Have you ever heard of a stop placement strategy that trails stop based on previous ‘high’ points? It is called Chandelier exit as it hangs down from the high point or the ceiling of our trade, just as a chandelier hangs from a room ceiling. The distance, which is usually calculated from the high point to the trailing stop; could also be calculated in dollars or in contract based points. However, the value of this trailing stop moves upward very promptly as higher highs is reached.

The Chandelier Exit, which has a trailing stop from either the highest high of the trade or the highest close of the trade, is best measured in units of Average True Range (ATR). One of the many factors leading to use ATR for measuring the distance from the high to our stop is that, it is pertinent across markets and is adaptive to changes in unpredictability.

The essence of this calculative measure is that, even on expansion and contraction of trading ranges, our stop will automatically adjust and move to the apt level, thereby, constantly staying in tune with changing market conditions. Chandelier Exit is one of the most tried exit methodology used across a varied portfolio of futures markets to generate profitable test results.

It is imperative that the changes in unpredictability can curtail or stretch the distance to the actual stop, since the highs used to hang the Chandelier move only upward. However, in order to witness less fluctuation in the stop distance, you can use a longer moving average to calculate Average True Range. In other ways, shorter moving average is required, in case you want the stop placement to be more adaptive to fluctuating market conditions.

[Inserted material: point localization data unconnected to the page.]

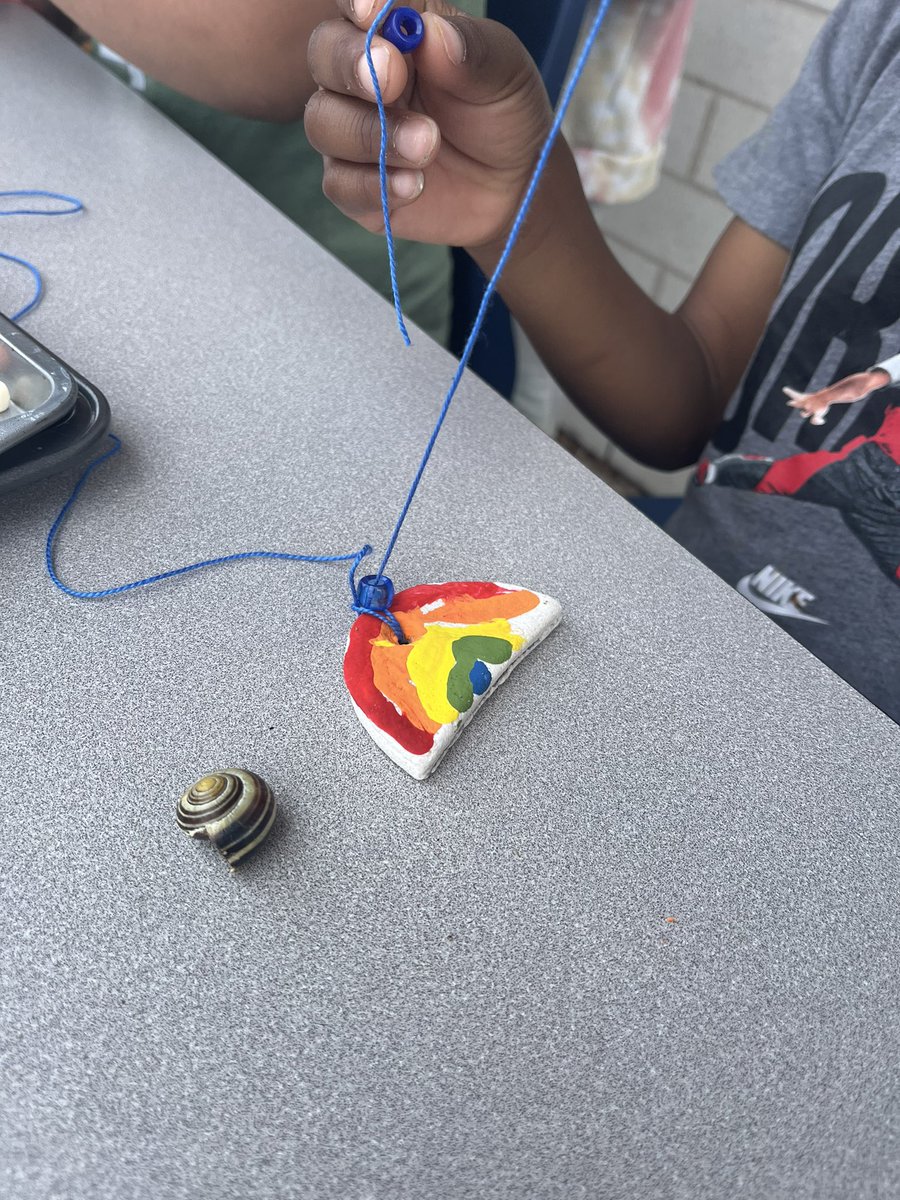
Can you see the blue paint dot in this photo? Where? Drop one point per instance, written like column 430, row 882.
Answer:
column 480, row 678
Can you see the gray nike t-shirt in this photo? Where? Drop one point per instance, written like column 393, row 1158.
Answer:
column 813, row 535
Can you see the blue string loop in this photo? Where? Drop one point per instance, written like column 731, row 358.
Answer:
column 372, row 597
column 355, row 558
column 383, row 172
column 523, row 209
column 75, row 205
column 373, row 594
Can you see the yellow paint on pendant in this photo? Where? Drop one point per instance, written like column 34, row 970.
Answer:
column 432, row 659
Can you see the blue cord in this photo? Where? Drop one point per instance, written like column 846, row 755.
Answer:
column 51, row 547
column 39, row 286
column 383, row 172
column 504, row 257
column 75, row 205
column 357, row 558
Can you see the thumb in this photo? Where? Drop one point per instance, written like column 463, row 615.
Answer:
column 474, row 60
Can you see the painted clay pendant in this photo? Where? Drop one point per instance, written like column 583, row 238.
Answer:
column 463, row 640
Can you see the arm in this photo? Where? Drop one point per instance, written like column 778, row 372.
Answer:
column 655, row 382
column 815, row 406
column 247, row 57
column 658, row 383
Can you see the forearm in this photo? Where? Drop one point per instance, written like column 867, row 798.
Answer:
column 639, row 372
column 247, row 57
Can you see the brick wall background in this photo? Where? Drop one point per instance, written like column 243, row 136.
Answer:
column 744, row 55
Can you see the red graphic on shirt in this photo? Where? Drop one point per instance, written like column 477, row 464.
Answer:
column 861, row 480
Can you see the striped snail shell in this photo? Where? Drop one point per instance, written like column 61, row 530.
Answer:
column 233, row 809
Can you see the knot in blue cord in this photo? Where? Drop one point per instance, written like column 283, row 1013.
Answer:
column 372, row 597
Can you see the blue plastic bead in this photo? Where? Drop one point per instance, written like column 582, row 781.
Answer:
column 375, row 592
column 405, row 29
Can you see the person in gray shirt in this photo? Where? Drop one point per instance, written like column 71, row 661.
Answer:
column 780, row 360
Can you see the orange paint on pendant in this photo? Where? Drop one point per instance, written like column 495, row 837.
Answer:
column 390, row 676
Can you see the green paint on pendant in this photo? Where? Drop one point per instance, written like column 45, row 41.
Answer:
column 467, row 652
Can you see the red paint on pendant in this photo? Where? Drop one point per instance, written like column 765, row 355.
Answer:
column 359, row 671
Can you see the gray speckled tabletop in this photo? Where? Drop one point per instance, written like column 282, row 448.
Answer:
column 461, row 989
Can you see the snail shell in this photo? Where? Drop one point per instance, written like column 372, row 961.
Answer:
column 233, row 809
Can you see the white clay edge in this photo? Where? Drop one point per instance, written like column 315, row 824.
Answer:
column 534, row 627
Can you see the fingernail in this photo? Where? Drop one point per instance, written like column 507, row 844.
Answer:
column 406, row 185
column 381, row 60
column 453, row 41
column 414, row 138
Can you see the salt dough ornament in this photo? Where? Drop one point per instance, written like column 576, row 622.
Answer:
column 463, row 640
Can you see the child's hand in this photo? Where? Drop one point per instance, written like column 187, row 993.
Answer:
column 815, row 406
column 467, row 115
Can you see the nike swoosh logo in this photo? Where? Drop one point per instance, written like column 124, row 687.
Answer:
column 774, row 610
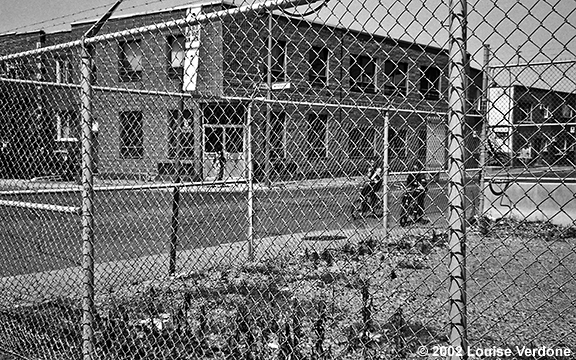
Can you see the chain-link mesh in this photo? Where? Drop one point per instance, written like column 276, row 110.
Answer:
column 345, row 179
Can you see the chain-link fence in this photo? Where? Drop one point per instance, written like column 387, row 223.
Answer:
column 290, row 179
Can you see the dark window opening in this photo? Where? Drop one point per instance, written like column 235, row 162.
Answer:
column 131, row 135
column 277, row 135
column 318, row 59
column 186, row 135
column 361, row 142
column 317, row 135
column 362, row 73
column 430, row 83
column 176, row 53
column 396, row 78
column 130, row 67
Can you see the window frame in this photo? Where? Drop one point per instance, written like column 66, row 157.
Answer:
column 274, row 153
column 397, row 139
column 312, row 136
column 125, row 71
column 63, row 71
column 185, row 129
column 315, row 54
column 59, row 128
column 431, row 92
column 358, row 86
column 568, row 111
column 127, row 148
column 390, row 88
column 356, row 152
column 175, row 72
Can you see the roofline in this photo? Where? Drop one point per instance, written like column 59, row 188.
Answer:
column 31, row 32
column 159, row 11
column 403, row 43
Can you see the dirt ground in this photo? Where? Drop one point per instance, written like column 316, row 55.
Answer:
column 367, row 300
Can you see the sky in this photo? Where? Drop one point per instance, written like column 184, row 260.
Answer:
column 516, row 30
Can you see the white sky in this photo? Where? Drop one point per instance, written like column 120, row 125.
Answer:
column 540, row 29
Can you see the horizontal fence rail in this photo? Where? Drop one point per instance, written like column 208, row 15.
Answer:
column 291, row 179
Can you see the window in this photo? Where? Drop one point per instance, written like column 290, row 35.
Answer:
column 277, row 135
column 214, row 141
column 278, row 61
column 317, row 135
column 361, row 142
column 63, row 71
column 186, row 142
column 362, row 73
column 67, row 126
column 397, row 143
column 130, row 61
column 568, row 111
column 546, row 113
column 318, row 59
column 430, row 82
column 176, row 51
column 396, row 78
column 525, row 111
column 131, row 135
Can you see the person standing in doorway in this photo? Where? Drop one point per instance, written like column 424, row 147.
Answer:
column 416, row 183
column 220, row 163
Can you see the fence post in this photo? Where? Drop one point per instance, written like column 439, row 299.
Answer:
column 87, row 205
column 174, row 222
column 456, row 216
column 483, row 139
column 249, row 179
column 385, row 169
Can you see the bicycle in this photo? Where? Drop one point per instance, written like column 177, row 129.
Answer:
column 361, row 205
column 409, row 212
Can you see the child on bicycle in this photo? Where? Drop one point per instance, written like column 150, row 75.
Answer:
column 373, row 185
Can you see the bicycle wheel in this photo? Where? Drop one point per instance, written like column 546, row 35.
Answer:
column 356, row 209
column 404, row 210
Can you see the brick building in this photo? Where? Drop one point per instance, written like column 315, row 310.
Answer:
column 534, row 126
column 313, row 65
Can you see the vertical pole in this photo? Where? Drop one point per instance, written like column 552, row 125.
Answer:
column 249, row 179
column 87, row 206
column 483, row 139
column 268, row 130
column 174, row 223
column 385, row 170
column 456, row 216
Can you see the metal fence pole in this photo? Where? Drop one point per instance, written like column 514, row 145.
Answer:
column 249, row 179
column 268, row 130
column 87, row 206
column 174, row 222
column 483, row 139
column 456, row 216
column 385, row 169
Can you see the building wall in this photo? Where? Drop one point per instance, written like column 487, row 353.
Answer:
column 230, row 57
column 245, row 49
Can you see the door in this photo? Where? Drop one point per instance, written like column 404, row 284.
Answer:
column 223, row 152
column 223, row 138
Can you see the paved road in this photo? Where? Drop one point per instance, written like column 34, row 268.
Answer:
column 132, row 224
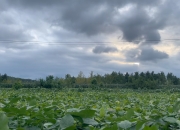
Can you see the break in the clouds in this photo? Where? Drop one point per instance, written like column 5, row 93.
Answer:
column 144, row 54
column 38, row 38
column 104, row 49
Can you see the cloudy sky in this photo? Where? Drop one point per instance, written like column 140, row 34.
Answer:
column 56, row 37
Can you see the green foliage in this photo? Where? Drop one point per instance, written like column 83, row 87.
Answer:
column 17, row 85
column 45, row 109
column 3, row 122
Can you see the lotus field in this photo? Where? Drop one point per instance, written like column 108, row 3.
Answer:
column 42, row 109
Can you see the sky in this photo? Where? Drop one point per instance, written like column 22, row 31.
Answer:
column 57, row 37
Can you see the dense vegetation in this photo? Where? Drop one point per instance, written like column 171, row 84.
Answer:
column 143, row 80
column 90, row 103
column 116, row 109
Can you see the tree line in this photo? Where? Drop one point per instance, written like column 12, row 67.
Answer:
column 148, row 80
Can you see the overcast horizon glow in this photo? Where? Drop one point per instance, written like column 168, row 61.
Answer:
column 40, row 38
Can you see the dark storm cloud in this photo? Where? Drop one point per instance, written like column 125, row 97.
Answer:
column 145, row 54
column 104, row 49
column 97, row 17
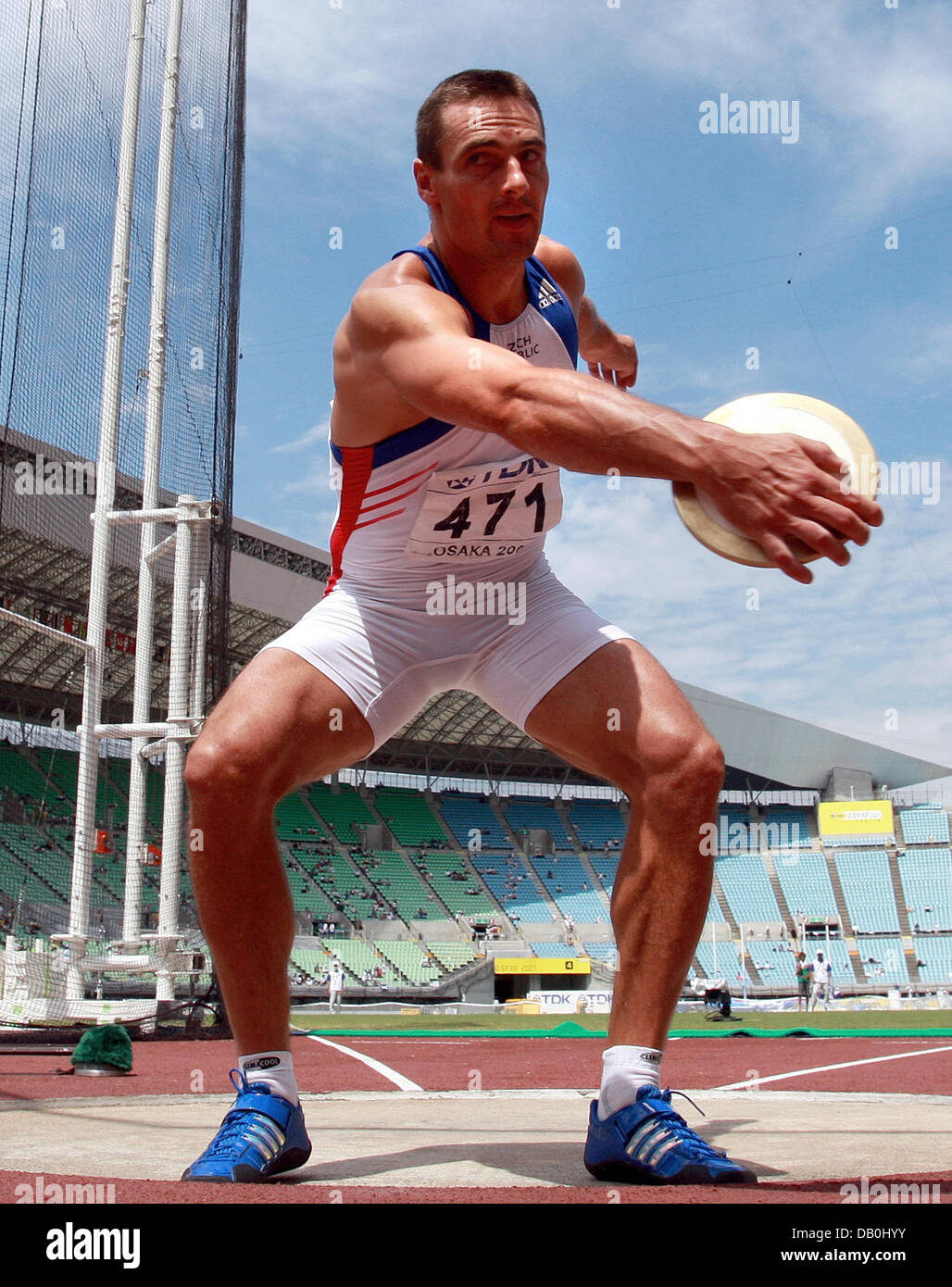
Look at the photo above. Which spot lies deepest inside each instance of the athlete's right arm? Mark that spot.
(772, 488)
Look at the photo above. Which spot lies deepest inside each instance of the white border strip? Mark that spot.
(390, 1073)
(826, 1068)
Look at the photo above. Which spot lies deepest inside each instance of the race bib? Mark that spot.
(486, 511)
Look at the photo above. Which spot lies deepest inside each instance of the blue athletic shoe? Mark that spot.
(260, 1137)
(648, 1143)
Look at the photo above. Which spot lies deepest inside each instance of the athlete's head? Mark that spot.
(466, 88)
(482, 165)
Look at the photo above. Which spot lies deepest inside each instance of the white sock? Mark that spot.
(275, 1068)
(624, 1071)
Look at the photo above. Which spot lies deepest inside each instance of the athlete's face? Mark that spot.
(489, 195)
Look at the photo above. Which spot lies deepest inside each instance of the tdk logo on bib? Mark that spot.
(498, 511)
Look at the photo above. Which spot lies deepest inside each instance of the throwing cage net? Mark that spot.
(121, 148)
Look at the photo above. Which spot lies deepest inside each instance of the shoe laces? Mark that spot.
(235, 1128)
(676, 1125)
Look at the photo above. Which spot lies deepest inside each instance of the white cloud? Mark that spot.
(843, 653)
(316, 434)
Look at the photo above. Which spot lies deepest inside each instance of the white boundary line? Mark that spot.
(827, 1068)
(390, 1073)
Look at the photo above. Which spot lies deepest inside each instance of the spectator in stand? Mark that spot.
(820, 982)
(804, 974)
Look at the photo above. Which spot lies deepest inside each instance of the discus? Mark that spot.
(776, 413)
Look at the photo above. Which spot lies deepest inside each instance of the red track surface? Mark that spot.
(506, 1063)
(442, 1063)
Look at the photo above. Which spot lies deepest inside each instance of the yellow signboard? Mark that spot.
(543, 966)
(856, 818)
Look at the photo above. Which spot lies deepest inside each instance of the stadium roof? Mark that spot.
(274, 581)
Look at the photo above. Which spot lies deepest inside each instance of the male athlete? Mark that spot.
(457, 400)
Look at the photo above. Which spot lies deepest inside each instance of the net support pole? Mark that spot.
(181, 725)
(152, 456)
(111, 406)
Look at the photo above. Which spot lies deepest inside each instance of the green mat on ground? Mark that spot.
(575, 1030)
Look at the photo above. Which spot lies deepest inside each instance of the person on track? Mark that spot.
(457, 402)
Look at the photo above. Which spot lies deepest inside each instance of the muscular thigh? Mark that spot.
(282, 722)
(619, 716)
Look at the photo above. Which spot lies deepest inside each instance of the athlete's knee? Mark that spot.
(683, 778)
(228, 768)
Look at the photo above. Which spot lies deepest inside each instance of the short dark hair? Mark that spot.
(462, 88)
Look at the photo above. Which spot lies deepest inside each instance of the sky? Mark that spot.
(815, 260)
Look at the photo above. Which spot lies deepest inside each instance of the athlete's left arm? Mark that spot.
(610, 356)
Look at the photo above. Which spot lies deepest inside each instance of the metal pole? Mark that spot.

When short averages for the ATR is used; brief periods of small ranges can bring the stops too close, abnormally resulting in premature exit. To avoid this, you can have a short and highly adaptive ATR while calculating a short average and a longer average and using the average that produces the widest stop.

Although Chandelier Exit differs from Channel Exit (which trails a stop based on previous ‘low’ points), the combination of both, where the trade is initialized by the trailing Channel Exit and then adding the Chandelier Exit, after the price has moved away from the entrance point, will help in making the open trade lucrative. Here the Channel Exit is fastened at a low point and does not move up as new profits are accomplished. At the same time, it is necessary to have the Chandelier Exit at the right position so that the exits are never too far away from the high point of the trade.

The fundamentals behind combining the exit techniques, Channel and Chandelier exit is that, while Channel Exit as a suitable stop that very steadily rises at the commencement of the trade, switching over to Chandelier Exit is necessary to ensure better exit that protects more of our profit. This feature makes Chandelier Exit one of the most sought after rational exits from the profitable trades.